Recensione: Biolume Part 1 – In Tartarean Chains
“Oh ma esce pure il Midnight Odyssey a novembre?”
“Eh già, in questa fine di 2019 sta uscendo di tutto.”
“Beh dai, almeno coi Midnight Odissey ci va meglio del solito.”
“In che senso?”
“Il disco dura solo 71 minuti!”
Forse avete capito dove voglio andare a parare, ma senza giraci troppo intorno, doversi sparare (a più riprese e a breve distanza di tempo) due ore e mezzo di atmospheric black metal per recensire un album è un’impresa titanica. E questo è paradossalmente il miglior biglietto da visita per il progetto australiano Midnight Odissey. Presenta bene l’umano che vi sta alle spalle: un tal Dis Pater che, pur di essere anticommerciale, a ogni album butta fuori un doppio da due ore e mezza e che se proprio deve fare un’ep si cura di fargli sforare i 60 minuti. E presenta pure il livello qualitativo del progetto: perché, se in un genere logoro e ripetitivo come il post black, a ogni uscita, ci sono dei poveri cristi che si assumono la sbatta di ascoltarsi ‘sto popò di roba, vuol dire che l’umano è bravo.

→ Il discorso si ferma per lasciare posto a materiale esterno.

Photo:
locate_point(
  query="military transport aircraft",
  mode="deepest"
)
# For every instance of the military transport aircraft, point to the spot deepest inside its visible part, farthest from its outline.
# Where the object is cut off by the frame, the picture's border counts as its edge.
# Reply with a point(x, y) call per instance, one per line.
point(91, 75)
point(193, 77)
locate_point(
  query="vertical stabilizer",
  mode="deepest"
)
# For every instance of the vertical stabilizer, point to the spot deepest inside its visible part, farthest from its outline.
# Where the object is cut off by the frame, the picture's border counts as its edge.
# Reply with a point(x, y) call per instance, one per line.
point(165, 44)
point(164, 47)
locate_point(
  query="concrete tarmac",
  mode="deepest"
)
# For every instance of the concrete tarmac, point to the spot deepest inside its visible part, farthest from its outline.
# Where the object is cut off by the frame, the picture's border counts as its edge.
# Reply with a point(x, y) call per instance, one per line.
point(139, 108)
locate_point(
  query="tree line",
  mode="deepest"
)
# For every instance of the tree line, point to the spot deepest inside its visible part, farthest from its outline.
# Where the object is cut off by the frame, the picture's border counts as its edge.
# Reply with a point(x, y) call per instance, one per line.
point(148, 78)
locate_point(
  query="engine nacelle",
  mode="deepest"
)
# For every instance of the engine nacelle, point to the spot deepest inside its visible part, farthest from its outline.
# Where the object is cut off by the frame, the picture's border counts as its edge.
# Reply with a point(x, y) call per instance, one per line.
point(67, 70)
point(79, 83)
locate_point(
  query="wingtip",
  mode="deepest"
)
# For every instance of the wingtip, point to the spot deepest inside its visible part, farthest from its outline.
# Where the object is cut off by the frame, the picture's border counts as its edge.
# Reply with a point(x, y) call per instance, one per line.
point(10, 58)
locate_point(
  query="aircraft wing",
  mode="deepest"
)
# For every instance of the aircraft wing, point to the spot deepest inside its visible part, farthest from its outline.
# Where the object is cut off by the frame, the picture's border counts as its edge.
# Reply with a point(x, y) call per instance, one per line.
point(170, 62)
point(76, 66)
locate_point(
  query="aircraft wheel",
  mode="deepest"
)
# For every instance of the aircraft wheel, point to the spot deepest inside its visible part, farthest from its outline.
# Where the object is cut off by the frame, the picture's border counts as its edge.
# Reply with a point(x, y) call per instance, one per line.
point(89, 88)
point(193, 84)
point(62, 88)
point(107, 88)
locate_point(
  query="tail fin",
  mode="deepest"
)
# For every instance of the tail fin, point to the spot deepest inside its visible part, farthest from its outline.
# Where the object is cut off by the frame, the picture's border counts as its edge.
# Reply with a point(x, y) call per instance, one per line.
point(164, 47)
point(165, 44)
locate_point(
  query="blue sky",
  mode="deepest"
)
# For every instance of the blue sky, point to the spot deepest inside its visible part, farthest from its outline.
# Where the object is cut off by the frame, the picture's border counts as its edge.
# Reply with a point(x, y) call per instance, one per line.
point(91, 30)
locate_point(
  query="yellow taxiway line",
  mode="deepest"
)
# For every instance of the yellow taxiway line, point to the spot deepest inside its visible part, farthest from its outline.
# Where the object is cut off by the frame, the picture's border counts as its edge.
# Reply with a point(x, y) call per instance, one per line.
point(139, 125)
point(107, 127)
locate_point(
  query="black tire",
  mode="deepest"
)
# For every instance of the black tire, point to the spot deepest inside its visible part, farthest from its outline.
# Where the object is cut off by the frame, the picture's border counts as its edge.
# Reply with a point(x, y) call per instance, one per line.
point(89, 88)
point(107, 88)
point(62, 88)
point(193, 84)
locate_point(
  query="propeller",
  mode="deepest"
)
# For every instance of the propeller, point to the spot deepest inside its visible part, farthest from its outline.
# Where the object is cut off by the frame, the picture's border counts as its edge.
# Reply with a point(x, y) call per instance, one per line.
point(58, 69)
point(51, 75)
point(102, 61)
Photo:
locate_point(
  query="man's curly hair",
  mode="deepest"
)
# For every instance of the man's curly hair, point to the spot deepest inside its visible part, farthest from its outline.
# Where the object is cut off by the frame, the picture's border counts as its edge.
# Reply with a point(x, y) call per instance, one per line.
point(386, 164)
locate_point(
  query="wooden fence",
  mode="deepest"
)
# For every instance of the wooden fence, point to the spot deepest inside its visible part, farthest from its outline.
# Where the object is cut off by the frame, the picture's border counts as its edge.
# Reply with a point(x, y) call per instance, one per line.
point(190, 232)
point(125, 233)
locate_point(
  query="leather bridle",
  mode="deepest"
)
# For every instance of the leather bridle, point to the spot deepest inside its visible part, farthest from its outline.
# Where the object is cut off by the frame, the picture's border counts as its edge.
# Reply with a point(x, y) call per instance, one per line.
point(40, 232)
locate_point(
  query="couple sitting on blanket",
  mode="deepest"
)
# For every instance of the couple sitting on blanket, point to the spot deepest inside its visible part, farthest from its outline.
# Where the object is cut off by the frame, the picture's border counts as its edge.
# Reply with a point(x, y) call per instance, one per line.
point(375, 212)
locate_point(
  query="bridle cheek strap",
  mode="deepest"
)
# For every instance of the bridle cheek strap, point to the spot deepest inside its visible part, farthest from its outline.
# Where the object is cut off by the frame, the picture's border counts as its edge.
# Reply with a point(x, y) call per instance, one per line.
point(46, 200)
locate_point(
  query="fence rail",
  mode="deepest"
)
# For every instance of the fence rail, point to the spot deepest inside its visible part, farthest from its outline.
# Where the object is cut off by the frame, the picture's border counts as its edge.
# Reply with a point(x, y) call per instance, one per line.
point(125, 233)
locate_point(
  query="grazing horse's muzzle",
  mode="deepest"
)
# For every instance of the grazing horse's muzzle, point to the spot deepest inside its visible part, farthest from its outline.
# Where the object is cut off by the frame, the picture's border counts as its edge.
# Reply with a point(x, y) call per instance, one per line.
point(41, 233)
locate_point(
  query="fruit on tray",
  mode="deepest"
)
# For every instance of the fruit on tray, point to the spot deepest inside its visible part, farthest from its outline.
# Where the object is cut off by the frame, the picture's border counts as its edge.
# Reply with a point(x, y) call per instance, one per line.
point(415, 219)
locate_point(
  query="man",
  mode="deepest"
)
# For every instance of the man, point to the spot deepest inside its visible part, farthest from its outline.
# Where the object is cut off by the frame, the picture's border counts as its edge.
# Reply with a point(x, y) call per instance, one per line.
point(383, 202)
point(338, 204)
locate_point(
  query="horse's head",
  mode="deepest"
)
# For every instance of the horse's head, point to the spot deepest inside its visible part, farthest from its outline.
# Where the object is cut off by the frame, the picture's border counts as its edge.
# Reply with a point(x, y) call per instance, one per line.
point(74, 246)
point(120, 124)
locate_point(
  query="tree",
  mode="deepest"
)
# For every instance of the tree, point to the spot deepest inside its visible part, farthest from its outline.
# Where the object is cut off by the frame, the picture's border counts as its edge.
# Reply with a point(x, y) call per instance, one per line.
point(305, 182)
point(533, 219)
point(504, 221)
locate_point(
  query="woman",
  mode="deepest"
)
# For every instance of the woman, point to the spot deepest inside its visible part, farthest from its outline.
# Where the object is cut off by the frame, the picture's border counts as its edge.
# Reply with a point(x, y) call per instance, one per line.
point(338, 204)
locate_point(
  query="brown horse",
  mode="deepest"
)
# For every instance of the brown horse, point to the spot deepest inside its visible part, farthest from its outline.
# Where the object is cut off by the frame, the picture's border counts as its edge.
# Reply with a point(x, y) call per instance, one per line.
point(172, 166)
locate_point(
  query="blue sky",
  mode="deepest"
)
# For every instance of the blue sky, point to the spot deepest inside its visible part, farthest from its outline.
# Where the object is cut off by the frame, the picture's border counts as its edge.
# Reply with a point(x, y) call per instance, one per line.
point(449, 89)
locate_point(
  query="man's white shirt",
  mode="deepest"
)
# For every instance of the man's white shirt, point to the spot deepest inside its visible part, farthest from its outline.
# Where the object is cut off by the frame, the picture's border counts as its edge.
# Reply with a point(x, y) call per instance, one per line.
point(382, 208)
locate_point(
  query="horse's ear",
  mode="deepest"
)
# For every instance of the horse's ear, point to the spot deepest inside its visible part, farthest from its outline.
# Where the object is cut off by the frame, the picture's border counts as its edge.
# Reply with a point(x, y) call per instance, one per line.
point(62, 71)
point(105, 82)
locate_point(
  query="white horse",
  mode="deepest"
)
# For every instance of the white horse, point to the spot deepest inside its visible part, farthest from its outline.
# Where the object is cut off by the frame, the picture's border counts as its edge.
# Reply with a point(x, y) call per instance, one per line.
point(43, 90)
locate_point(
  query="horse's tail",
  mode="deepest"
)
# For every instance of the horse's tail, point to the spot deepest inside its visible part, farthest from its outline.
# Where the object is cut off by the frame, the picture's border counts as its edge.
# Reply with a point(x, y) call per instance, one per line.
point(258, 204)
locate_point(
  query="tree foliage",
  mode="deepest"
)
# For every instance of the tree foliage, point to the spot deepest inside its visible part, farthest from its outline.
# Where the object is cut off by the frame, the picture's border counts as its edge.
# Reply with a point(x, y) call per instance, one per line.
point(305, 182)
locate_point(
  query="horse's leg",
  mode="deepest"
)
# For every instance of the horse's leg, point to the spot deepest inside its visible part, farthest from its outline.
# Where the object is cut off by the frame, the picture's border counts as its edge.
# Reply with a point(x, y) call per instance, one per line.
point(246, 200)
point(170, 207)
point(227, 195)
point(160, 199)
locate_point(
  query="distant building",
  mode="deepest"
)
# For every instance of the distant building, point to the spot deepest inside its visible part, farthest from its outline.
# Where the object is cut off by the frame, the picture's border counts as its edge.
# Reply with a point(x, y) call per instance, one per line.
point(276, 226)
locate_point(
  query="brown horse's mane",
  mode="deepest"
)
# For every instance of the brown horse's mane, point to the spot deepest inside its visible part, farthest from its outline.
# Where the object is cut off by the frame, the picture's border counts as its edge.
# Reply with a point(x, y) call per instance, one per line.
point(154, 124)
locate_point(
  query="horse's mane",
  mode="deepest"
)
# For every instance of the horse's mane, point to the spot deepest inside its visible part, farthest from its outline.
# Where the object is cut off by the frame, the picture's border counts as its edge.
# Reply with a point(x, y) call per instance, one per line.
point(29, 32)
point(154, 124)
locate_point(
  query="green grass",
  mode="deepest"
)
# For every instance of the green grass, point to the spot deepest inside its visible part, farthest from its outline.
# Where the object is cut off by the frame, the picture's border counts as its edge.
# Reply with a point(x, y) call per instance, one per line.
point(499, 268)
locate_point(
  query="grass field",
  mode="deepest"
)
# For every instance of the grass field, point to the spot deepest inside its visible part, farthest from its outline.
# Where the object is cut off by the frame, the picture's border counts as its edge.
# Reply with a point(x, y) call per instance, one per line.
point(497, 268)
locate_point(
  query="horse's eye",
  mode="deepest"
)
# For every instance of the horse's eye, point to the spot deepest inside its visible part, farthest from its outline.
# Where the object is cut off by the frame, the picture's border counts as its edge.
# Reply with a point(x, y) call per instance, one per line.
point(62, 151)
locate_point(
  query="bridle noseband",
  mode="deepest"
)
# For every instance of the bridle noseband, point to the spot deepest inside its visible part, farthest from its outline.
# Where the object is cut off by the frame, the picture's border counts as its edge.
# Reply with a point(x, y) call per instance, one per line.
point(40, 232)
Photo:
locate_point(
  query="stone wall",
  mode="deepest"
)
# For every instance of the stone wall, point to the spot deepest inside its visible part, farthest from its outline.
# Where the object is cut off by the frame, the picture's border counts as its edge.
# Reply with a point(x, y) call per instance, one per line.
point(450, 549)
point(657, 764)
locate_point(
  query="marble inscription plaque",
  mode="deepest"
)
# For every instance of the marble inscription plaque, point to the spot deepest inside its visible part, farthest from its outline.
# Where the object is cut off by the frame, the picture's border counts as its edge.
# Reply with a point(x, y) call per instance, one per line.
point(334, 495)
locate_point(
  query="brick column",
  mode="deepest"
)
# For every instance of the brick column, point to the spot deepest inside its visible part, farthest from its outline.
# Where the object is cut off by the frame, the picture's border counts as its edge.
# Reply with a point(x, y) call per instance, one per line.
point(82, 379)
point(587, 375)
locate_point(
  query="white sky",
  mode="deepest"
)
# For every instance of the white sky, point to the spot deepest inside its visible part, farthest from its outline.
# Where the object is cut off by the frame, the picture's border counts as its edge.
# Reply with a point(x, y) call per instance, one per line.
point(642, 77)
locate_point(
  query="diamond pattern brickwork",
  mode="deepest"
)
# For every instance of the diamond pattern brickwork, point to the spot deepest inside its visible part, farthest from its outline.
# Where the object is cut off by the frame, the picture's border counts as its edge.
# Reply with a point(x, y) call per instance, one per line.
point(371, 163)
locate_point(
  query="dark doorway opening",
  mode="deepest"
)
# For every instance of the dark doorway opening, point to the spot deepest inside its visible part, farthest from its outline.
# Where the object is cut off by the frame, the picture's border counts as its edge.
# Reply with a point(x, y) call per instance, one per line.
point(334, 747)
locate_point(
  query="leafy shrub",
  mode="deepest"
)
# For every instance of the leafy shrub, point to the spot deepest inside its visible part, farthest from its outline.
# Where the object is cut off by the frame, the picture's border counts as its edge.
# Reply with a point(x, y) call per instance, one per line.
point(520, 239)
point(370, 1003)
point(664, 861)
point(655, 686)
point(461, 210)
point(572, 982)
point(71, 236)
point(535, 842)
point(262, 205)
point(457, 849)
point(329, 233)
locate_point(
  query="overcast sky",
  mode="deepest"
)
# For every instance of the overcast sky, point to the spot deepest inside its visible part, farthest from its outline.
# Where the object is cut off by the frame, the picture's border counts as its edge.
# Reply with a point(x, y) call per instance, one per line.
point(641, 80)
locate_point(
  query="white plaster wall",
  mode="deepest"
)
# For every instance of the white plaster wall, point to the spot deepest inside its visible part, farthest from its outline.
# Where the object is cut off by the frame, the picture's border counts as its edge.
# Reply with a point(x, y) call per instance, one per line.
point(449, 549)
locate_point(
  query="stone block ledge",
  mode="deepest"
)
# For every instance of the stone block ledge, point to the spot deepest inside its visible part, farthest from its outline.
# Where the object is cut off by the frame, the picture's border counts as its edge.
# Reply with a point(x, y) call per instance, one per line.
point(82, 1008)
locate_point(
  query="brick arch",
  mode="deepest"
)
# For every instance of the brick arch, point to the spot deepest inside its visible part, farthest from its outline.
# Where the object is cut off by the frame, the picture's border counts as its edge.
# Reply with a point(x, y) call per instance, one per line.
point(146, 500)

Ora, come mai questo disco, che pure è un album, non è doppio? Semplice: è il principio di una trilogia (e un po’ mi immagino i tipi della I, voidhanger records che gli dicono “no, un triplo album da quattro ore non te lo pubblichiamo!”).
Ed ecco qua “Biolume Part 1 – In Tartarean Chains”, 7 pezzi di cui ben due sotto i dieci minuti, con a contorno l’ormai classico artwork in stile naïf. Anche il sound è quello tipico del progetto, sebbene così tipico, per l’atmoblack, non sia: uno strano miscuglio di Caladan Brood, produzione grezzissima, tastiere onnipresenti e cori puliti, dilatati, sognanti, che non so per quale motivo a me paiono un incrocio tra certi Pink Floyd (non so bene quali) e il Kristof Rygg di “Aspera Hiems Symphonia” intenti a coverizzare i Bathory. Uno strano black atmosferico dalle tinte cosmiche con una vaga spruzzata di prog. E questo spiega perché a questo progetto ci si torna volentieri.
Di fatto però questo primo Biolume presenta delle crepe. È un album gelido, dunque vicino al precedente “Shards of Silver Fade”, e molto meno colorato del debut “Funerals from the astral Sphere”. Al solito, è un album tenuto in piedi da melodie facilmente orecchiabili, eppure ci troviamo innanzi a diffusi momenti di noia.
Ci sono, ovviamente, episodi davvero meravigliosi, come la conclusiva “Pillars in the Sky”, pezzo affascinante costruito su una singola, lunga e malinconica strofa in clean. Va senza dubbio citata “A Storm Before a Fiery Dawn”, sicuramente il pezzo da consigliare ad occhi chiusi, che parte con tastiere alla Summoning di “Oath bound” e arriva ad un ritornellone epico che rimane in testa per giorni. Anche “When Titans fall” colpisce per le sue melodie molto dinamiche e anche un po’ atipiche per il black.
Il resto funziona decisamente meno del solito. Sostanzialmente tutti gli altri brani, pur mettendno in mostra ottimi cori e ottima melodia, partono in sordina, e decollano, quando va bene, dopo tre minuti (quando va male dopo sei). E si parla di composizioni che durano dieci/undici minuti, non delle cavalate da venti minuti di “Shards of Silver Fade”.
Sicché per un bel po’ di tempo ci si annoia. Questo primo capitolo della trilogia di Biolume, pur mettendo in mostra tutti i punti di forza della Midnight Odyssey, mostra anche un po’ la corda qua e là, dunque non convince a pieno. Sarà sicuramente nostra cura proseguire nell’ascolto delle prossime uscite, magari con la speranza di notare delle differenze tra i vari capitoli. Ma al momento, al netto di una sufficienza raggiunta con relativa facilità, permangono diversi dubbi.